Charpentier Philippe wrote:
Hi,
if you define a new module whose name contains non ASCII
characters, like

#\DeclareLyXModule{Théoremes (AMS) Francais}

then lyx-1.6 crashes with the following output:

lassert.cpp(21): ASSERTION static_cast<unsigned char>(ascii[i]) < 0x80 VIOLATED IN docstring.cpp:50 Assertion triggered in void lyx::doAssert(const char*, const char*, long int) by failing check "false" in file lassert.cpp:23

Moreover, exactly the same error occur if the description of the
module contains non ASCII character

Yes, this is the same problem, more or less, that you reported with layouts, I think. Anyway, I'm not sure what to do, as i18n is not my forte. The thing I tried to do gave me an iconv error (whatever that is). Jurgen will know what to do, I hope: The change is needed in GuiDocument::loadModuleInfo().

There is also something I don't understand with modules:
to be able to use the class "article (AMS)" in french, I create a class
"article (AMS) en Français" with all the corresponding modules (and *.inc) for
theorems (with labels in french) excluding all the theorems modules
of the program (I have to say that I absolutely don't like the methods
described in the wiki to get traduced theorems).
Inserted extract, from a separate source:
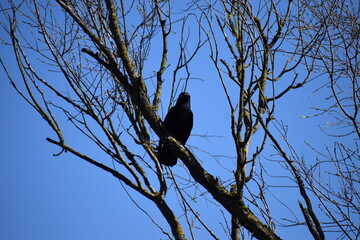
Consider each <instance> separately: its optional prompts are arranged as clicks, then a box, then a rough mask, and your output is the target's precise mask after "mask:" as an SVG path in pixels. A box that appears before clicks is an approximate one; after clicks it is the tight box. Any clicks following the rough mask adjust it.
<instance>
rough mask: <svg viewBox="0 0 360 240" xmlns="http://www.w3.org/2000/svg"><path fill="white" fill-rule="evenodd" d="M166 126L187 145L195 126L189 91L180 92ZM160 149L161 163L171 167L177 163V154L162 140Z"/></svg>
mask: <svg viewBox="0 0 360 240" xmlns="http://www.w3.org/2000/svg"><path fill="white" fill-rule="evenodd" d="M164 126H165V128H166V129H167V130H168V131H169V132H170V134H171V135H172V136H173V137H174V138H175V139H176V140H178V141H179V142H181V143H182V144H183V145H185V143H186V141H187V139H188V138H189V136H190V132H191V129H192V127H193V113H192V111H191V109H190V94H189V93H187V92H182V93H180V95H179V98H178V100H177V102H176V105H175V106H174V107H172V108H171V109H170V110H169V112H168V113H167V115H166V117H165V120H164ZM158 149H159V150H158V154H157V157H158V160H159V161H160V163H162V164H164V165H166V166H169V167H172V166H174V165H175V164H176V162H177V156H176V155H175V154H174V153H173V152H172V151H171V150H170V149H169V148H168V147H167V146H165V144H164V143H163V142H162V141H161V140H160V142H159V147H158Z"/></svg>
Then I create a document in the class "article (AMS)"
and type a theorem. As it is traduced with a label in english, I
change the class to "article (AMS) en Français" without doing
nothing in the modules section. But even if the DefaultModule of
the class is "theorems-ams-fr", the module "theorems-ams" is still
loaded (and used) and "theorems-ams-fr" not, and I have to change
it manually in the modules section.

This is the expected behavior: Default modules requested by the previous class are retained in the new class. This is for the obvious reason that the user doesn't care about the difference between default and chosen modules. She may not even know about it. She definitely doesn't expect all her environments to get messed up when she changes classes, just because theorems-ams was a default module.

That said, you could try a line like:
   ExcludesModule theorems-ams
in your document class. That should do it. You could also try this line in the module. I think that also works, but I'm not absolutely sure.

Similarly, if I create a document in the class "article (AMS) en Français"
the module "theorems-ams-fr" is automatically loaded but the
modules "theorems-ams", "theorems-starred" and "theorems-std"
can still be loaded (although they are excluded in "theorems-ams-fr"
and this can be seen in the information at the end of the module
section) but "theorems-ams-extended", "theorems-sec" and "theorems-chap"
cannot. It seems to me that the tag #Requires works but the tag #Excludes
not in this situation.

It sounds like there's some kind of bug here.